Alice grudgingly yielded the point to Chris. “Fine. That information will be included in the package I will have sent to your world to deal with all these issues.”
“Fine. When are you sending it?”
“Have sent. Space is warped and time is bendable. Thank you for choosing the Epsilon Project for all your household needs. Please proceed to the site of the third incursion, and use your magic fu to obtain the package.”
Without waiting to see Chris’ reaction, Alice spun on her heel and dashed back towards the auxiliary control area. “Unsilence alarm!” she shouted as she ran. The klaxons didn’t start up again. “I said unsilence–"
“The apparition has departed, so there is no need for the alarm,” the computer’s female voice assured her.
“Awesomesauce. Ziggy, prepare for a rollback in time of approximately five days.”
“Warning! Loss of space-time synchronicity may result in–"
“Override. Authorization code Picard-Four-Seven-Alpha-Tango.” Yes, this was why she ran the treadmill every morning. So that she could still talk through these sorts of emergencies without getting too short of breath. “Also, increase sensor gain by 500% and re-scan for dimensional incursions in Smallville over the last, let’s say, two years. We’ll also want the identity of the next major item, the one Chris referred to.”
“Affirmative.”
Alice burst into the station’s auxiliary control room and skidded to a stop. “Mr Smith! I need you.”

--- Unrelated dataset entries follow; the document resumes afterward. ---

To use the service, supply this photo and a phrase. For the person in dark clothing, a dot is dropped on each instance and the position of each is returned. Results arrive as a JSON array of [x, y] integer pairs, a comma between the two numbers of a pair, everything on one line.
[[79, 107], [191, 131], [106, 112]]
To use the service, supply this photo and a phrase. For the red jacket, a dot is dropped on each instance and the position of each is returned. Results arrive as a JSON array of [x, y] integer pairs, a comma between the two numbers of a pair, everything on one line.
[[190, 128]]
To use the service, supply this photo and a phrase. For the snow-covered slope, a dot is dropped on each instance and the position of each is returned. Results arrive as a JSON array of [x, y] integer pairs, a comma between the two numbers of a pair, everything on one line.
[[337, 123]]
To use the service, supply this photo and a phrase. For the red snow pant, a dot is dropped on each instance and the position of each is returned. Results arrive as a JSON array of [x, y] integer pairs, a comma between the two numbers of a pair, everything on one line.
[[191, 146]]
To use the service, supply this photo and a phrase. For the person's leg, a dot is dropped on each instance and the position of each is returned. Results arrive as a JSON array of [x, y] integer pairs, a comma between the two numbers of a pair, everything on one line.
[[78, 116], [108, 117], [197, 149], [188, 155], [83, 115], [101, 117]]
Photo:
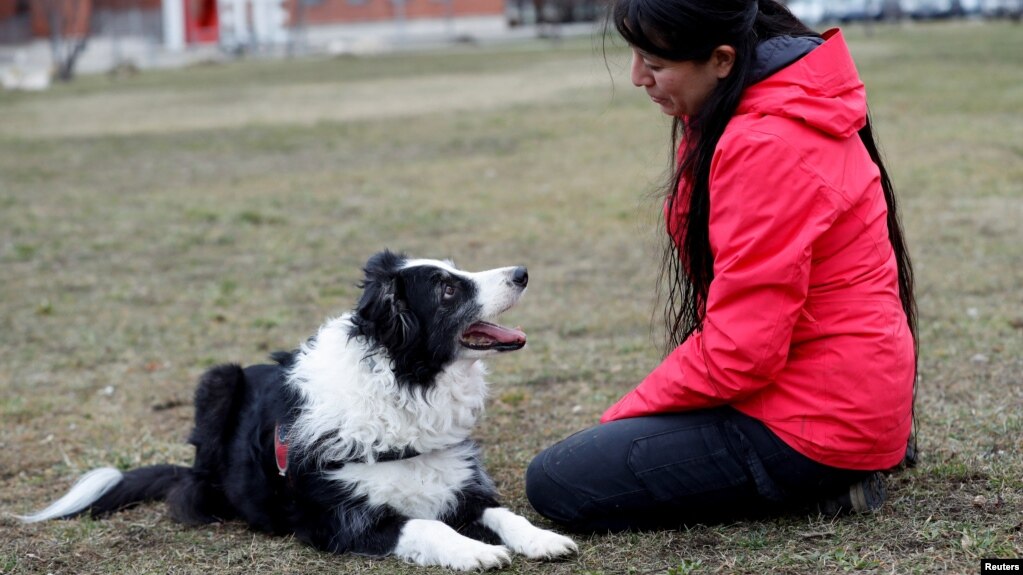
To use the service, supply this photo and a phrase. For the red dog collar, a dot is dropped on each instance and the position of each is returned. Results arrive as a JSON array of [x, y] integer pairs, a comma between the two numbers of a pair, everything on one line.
[[280, 448]]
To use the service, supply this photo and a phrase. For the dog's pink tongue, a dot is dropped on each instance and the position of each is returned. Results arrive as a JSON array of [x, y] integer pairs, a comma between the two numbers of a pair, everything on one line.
[[498, 334]]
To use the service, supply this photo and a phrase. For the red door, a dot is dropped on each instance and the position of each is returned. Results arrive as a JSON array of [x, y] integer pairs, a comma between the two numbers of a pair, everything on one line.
[[202, 24]]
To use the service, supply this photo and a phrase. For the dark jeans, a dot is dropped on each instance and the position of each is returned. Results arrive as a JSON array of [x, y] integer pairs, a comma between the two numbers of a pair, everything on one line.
[[675, 469]]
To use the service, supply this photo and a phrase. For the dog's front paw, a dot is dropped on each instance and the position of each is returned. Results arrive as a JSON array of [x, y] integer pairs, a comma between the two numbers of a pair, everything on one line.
[[525, 538], [432, 542]]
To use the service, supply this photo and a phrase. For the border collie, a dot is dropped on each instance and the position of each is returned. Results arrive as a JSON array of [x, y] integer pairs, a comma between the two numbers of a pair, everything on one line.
[[359, 440]]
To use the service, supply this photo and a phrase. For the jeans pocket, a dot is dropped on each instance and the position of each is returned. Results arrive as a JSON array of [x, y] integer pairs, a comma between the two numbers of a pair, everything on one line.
[[685, 462]]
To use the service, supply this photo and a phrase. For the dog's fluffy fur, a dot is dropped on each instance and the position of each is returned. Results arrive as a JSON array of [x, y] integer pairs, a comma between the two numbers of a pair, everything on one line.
[[400, 373]]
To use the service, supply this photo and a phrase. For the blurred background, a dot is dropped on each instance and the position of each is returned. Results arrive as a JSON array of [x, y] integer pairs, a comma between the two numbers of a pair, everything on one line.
[[46, 40]]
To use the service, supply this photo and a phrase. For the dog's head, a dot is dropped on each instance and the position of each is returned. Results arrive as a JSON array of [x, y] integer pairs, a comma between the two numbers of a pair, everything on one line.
[[427, 313]]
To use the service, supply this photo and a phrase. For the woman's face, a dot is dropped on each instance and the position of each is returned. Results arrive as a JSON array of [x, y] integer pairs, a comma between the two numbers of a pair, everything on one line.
[[679, 88]]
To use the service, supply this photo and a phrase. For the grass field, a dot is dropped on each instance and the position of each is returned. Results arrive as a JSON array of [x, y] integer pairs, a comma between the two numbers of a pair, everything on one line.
[[152, 226]]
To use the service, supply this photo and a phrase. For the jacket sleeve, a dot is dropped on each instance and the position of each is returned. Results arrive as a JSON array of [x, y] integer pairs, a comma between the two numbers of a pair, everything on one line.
[[765, 210]]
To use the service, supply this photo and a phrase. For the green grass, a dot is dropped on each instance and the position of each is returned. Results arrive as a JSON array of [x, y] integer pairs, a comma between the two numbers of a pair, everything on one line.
[[150, 227]]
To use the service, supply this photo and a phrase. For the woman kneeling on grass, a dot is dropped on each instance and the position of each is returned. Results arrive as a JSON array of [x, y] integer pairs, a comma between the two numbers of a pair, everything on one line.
[[790, 309]]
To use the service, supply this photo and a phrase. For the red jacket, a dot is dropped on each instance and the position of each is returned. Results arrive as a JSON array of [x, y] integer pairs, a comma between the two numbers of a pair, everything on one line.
[[804, 329]]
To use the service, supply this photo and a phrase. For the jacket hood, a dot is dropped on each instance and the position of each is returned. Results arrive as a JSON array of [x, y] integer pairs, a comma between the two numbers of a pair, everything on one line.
[[821, 88]]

A musical fanfare began to play. With a whoosh of air, one wall panel lifted up, two more panels swinging out into the room, revealing a large alien computer behind them. “Good morning, Alice. What seems to be the problem?” came a male voice.

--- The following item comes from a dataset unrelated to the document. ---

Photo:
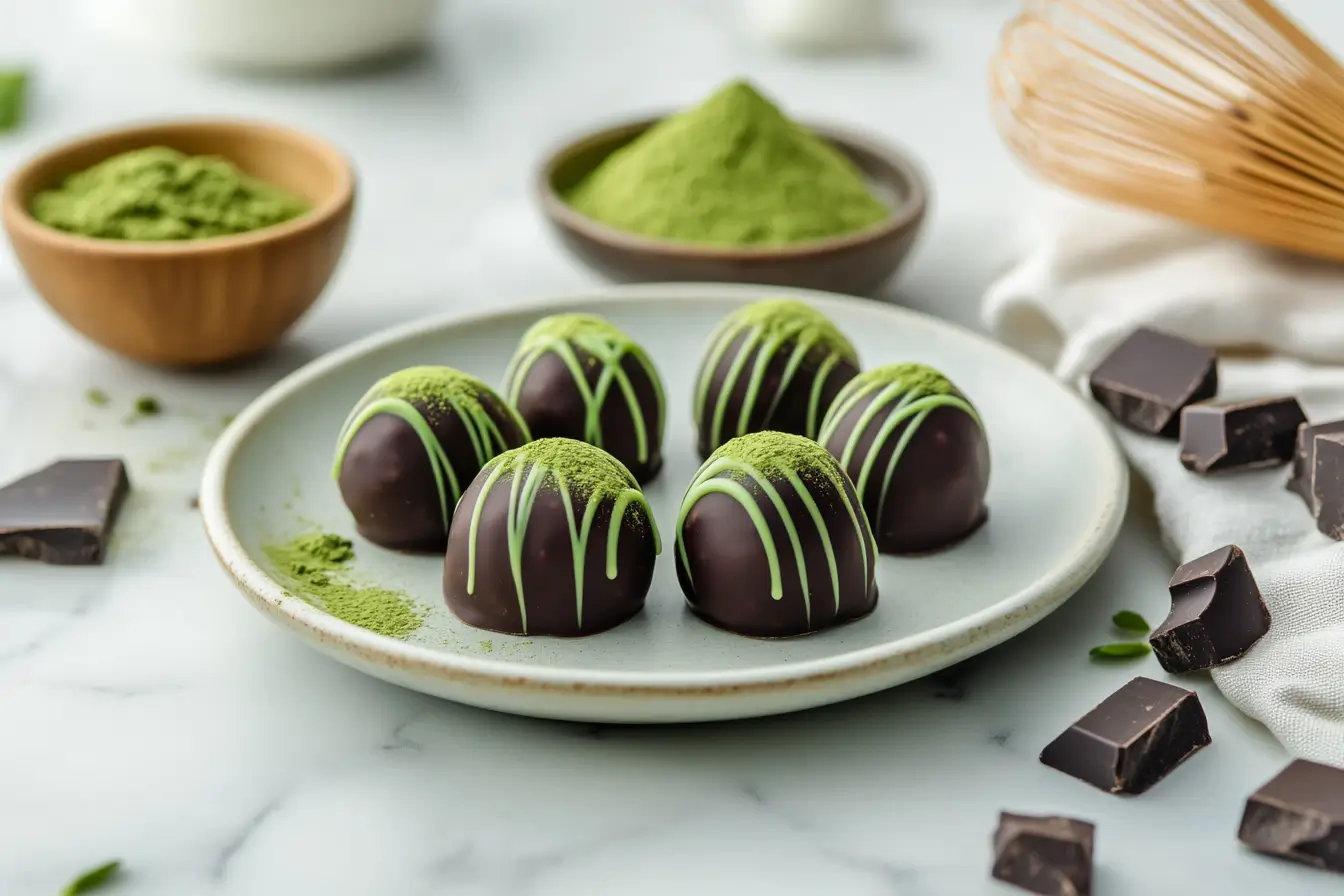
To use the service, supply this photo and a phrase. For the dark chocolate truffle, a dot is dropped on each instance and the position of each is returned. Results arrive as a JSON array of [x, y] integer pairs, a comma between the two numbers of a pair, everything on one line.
[[772, 540], [917, 452], [774, 364], [411, 445], [551, 539], [577, 376]]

For obvious reasons, Mr. Smith ran independent of the station’s main computer. So he wouldn’t know the situation. Fortunately, it wasn’t necessary to tell him everything. “Scan all known databases for problems with miniaturization feedback, and solutions involving a baseline density reset that can be achieved through technological injection or mystical spell casting,” Alice ordered.
“By your command.”
Alice turned her attention to the main computer console in the room, setting up the sequence that would phase shift them through time. The greatest headaches would come from activating the dimensional bridge upon arrival in the past. It was a huge power drain. So if there were other incursions going through on that world, and she could piggyback…
Alice froze in place. Her eyebrow twitched. “Ziggy,” she rasped. “Please confirm. Over a HUNDRED dimensional breaches in the last two years?”
“Affirmative.”
“Holy Hannah. How did we miss that?!”
“We weren’t scanning for events on a scale proportionate to the size of their Earth. It required your increase in sensor settings to spot them.”
“Son of a motherless goat. When this is over, remind me to put some fractal protocols in place to fix that!” She resumed typing. “Okay. First, we turn the time circuits on…"
“Scan complete,” came the voice of Mr. Smith. “No solutions found with a hundred percent effectiveness. However, there is a ritual spell that is statistically viable, with an error margin of only 3%, 19 times out of 20.”
“Can we synthesize the components for that spell on this station?”
“We can indeed.”
Alice smiled. “Perfect. And Ziggy, the third incursion artifact was?”
“A thimble.”
“Okay, I got this!” Alice hit the enter key, then made a swooping motion with her arm, as if she were wearing a cape. “Let’s get dangerous.” With a maniacal grin, the brunette woman fled the room.
For a moment, there was silence. Then, “Ziggy, has Alice had any caffeine today?”
“She has not, Mr. Smith.”
“I recommend you keep it that way.” His advice dispensed, the computer system retreated back behind the wall of the auxiliary control room.